9月27日に50歳の誕生日を迎えた羽生善治九段

 だが49歳11ヵ月にして、ついに念願の名人獲得。「菜の花はトウがたってから花が咲く」との名言を残した。翌年に羽生へ名人を明け渡したとはいえ、50歳で名人に在位したのは米長が唯一無二である。

 中原―米長のタイトル戦はこの名人戦が最後になった。だが両者の対戦はそれから10年続く。公式戦において正真正銘、最後の中原―米長戦となったのが2003年の第16期竜王戦ランキング戦2組である。187度目の対戦を制した中原は勢いに乗って挑戦者決定戦まで勝ち上がる。挑戦者決定戦では森内俊之に1勝2敗で敗れたが、55歳にして最高ランクの1組へ復帰を果たし、以降は61歳で引退するまでその地位を守った。60代で1組に在籍した棋士は中原と大山の2人しかいない。

50代の羽生善治は歴代棋士を超えられるか

 改めて、50代の羽生について考えてみる。過去の名棋士がそうであるように、50歳を過ぎてなお全盛期と同様の活躍をみせるのは難しいだろう。目に見える形で体を動かすスポーツとは異なるのでわかりにくいが、体力の低下も大きなマイナス要因となる。一つの例を挙げると、急所の局面で腰を落として考えることが出来なくなるそうだ。
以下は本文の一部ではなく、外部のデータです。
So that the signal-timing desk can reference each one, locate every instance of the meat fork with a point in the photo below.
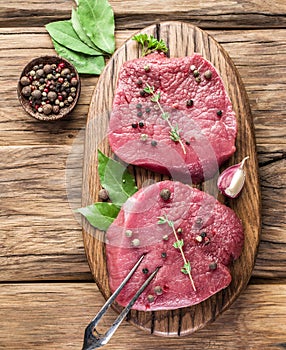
(95, 340)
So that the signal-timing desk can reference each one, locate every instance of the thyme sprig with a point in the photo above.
(150, 44)
(175, 131)
(186, 269)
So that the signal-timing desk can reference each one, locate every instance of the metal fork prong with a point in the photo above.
(107, 304)
(104, 340)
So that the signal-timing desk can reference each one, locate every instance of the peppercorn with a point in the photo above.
(47, 68)
(47, 109)
(208, 74)
(40, 73)
(196, 73)
(74, 82)
(158, 290)
(56, 109)
(135, 242)
(25, 81)
(150, 298)
(213, 266)
(65, 72)
(128, 233)
(190, 103)
(165, 194)
(103, 194)
(26, 91)
(36, 94)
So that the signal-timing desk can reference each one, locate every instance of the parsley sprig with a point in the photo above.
(186, 269)
(150, 44)
(175, 131)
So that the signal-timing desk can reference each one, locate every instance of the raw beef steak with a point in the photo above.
(193, 95)
(212, 236)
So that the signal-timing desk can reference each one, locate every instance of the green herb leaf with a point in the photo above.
(80, 32)
(97, 20)
(186, 269)
(178, 244)
(115, 178)
(100, 215)
(84, 64)
(150, 44)
(63, 33)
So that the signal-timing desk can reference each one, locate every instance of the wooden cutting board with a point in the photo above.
(182, 39)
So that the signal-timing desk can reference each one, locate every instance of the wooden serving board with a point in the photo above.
(182, 39)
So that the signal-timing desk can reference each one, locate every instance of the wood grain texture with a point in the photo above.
(182, 39)
(53, 316)
(134, 14)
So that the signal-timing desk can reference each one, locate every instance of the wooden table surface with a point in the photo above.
(47, 295)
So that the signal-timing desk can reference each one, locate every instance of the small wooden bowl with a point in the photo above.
(64, 111)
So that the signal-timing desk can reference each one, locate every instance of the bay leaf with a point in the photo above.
(100, 214)
(116, 179)
(80, 31)
(97, 20)
(85, 64)
(64, 34)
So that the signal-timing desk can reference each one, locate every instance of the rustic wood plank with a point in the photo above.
(134, 14)
(53, 316)
(261, 72)
(40, 187)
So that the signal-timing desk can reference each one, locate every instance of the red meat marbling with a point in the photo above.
(197, 214)
(207, 124)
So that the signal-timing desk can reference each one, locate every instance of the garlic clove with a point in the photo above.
(231, 180)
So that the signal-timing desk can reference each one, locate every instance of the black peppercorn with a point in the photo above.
(165, 194)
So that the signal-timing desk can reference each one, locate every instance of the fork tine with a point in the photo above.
(90, 340)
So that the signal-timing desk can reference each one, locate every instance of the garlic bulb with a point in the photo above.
(231, 180)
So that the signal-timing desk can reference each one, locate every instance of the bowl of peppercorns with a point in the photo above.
(49, 88)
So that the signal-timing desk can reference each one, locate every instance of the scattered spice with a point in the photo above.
(174, 132)
(213, 266)
(45, 85)
(158, 290)
(135, 242)
(150, 298)
(128, 233)
(208, 74)
(186, 269)
(190, 103)
(231, 180)
(165, 194)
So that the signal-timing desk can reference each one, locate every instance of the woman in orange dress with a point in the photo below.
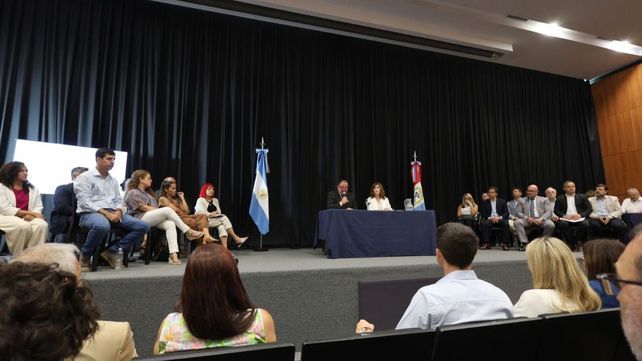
(176, 201)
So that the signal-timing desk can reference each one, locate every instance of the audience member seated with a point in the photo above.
(113, 341)
(629, 276)
(176, 201)
(558, 282)
(21, 208)
(142, 205)
(62, 216)
(208, 205)
(551, 197)
(607, 213)
(468, 211)
(536, 215)
(46, 314)
(573, 210)
(459, 296)
(633, 204)
(600, 256)
(214, 309)
(341, 198)
(378, 200)
(494, 213)
(100, 208)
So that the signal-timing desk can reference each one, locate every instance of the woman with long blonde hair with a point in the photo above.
(559, 285)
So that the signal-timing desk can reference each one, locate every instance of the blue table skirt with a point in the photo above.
(358, 233)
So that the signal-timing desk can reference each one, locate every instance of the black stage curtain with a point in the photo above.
(190, 94)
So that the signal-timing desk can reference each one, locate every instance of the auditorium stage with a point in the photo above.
(311, 297)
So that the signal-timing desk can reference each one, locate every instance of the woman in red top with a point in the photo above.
(21, 207)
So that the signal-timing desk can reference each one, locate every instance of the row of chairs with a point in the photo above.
(590, 336)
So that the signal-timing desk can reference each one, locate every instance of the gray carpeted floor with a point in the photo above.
(311, 297)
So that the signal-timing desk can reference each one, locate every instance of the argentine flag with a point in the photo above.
(259, 206)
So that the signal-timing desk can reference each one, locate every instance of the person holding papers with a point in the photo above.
(573, 209)
(207, 204)
(378, 200)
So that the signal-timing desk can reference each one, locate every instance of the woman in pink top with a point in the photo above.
(21, 216)
(214, 309)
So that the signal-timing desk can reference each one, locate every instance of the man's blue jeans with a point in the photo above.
(99, 226)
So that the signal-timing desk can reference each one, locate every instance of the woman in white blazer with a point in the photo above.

 ただ、過去の棋士とは明らかに違う点が一つある。将棋ソフトの存在だ。ソフトの有効な活用法はまだ手探り段階としか言えないが、加齢によって生じたマイナスを補うことができる可能性はある。それまでのキャリアが違うので、若手棋士が使うのとはまた違った結果が見られるかもしれない。羽生自身、最近行われたインタビューでも、羽生は藤井二冠が行っているソフト活用法を取り入れると答えている。

 そういう意味では一つの試金石となるのが間もなく始まる竜王戦七番勝負であることは間違いない。豊島竜王とは2年ぶりのタイトル戦となるが、2日制のタイトル戦でぶつかるのは今回が初めてである。その点からでもこれまでとは異なった戦いが見られる可能性も高い。

 ニューモードの羽生善治が新たな金字塔を打ち立てるかどうか、注目である。